Ceyhun Yavaş, "İsrail-Filistin gerginliği ve ABD'deki artan borçluluk nedeniyle ABD tahvil getirilerindeki yükseliş, ons altını 2,000 dolar seviyesine ve gram altını bin 800 TL seviyesine taşıdı" ifadelerini kullanıyor. Jeopolitik risklerin artması halinde, altın ve tahvil getirilerinde daha fazla yükselişin mümkün olduğunu ekliyor.
Borsa İstanbul, küresel risk iştahından etkilendi ve likidite kaybı yaşandı. Yatırımcıların alım-satım stratejilerinin net olarak belirlenmediği bir dönemde olduğunu söylüyor.
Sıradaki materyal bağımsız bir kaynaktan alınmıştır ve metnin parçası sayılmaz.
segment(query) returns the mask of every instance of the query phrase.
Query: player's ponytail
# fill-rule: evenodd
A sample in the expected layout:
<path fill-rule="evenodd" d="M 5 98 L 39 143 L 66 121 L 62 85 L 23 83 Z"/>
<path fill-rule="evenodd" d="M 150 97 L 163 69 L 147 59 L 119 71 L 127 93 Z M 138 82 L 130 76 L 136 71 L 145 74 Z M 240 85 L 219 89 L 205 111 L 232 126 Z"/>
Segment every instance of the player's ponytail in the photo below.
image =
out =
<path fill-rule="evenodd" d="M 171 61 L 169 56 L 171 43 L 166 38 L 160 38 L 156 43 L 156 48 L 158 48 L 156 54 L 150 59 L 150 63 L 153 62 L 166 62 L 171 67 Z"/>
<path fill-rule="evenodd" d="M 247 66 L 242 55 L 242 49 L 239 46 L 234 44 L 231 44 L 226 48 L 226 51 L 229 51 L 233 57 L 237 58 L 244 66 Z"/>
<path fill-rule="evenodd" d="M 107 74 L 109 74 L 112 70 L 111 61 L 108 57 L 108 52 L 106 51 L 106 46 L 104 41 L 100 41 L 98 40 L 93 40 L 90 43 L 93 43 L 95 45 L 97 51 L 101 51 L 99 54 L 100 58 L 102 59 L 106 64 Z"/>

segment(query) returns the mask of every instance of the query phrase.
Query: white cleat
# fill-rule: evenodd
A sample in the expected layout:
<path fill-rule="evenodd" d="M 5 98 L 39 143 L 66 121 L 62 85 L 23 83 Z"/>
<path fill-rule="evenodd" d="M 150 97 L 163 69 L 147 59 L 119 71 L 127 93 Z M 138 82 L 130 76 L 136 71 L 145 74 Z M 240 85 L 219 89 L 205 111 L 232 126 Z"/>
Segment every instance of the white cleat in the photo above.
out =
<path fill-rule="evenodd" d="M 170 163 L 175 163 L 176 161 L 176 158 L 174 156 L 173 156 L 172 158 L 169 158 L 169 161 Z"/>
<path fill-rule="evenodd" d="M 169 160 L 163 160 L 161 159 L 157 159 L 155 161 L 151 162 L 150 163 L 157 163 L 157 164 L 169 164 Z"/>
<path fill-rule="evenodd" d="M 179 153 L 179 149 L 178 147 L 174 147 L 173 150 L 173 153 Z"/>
Yavaş, bu düşüşlerin bir fırsat olabileceğini belirtirken, piyasaya erken girişin riskli olabileceğini vurguluyor. Şu an için en mantıklı yatırım aracının Borsa İstanbul olduğunu belirten Yavaş, yeni yatırımcıların yatırım fonlarına göz atmalarını tavsiye ediyor. Ayrıca, özel sektör tahvilleri ve eurobondlar gibi yatırım tercihlerinin de cazip olabileceğini ekliyor.
Ata Yatırım Genel Müdürü Mehmet Gönen ise altının performansını dünya genelindeki faizlerin artma riskine bağlıyor ve bu tür dış etkenlerin altın fiyatlarını etkileyebileceğini belirtiyor.
Düşüş dönemlerini daha iyi bir portföy oluşturmak için fırsat olarak gören Gönen, yatırımcılara güvendikleri aracı kurumların önerdiği hisselere geçmeyi tavsiye ediyor. Ayrıca, ekonomik politikaların normalleşme süreci sonrasında Türk Lirası sabit getirili enstrümanların cazip hale geldiğini belirtiyor ve büyük, sağlam şirketlerin senelik yüzde 50 getirili tahvillerinin bulunduğunu ekliyor. Özel Sektör Tahvilleri'ne (ÖST) de portföylerde yer ayrılmasının değerlendirilebileceğini belirtiyor.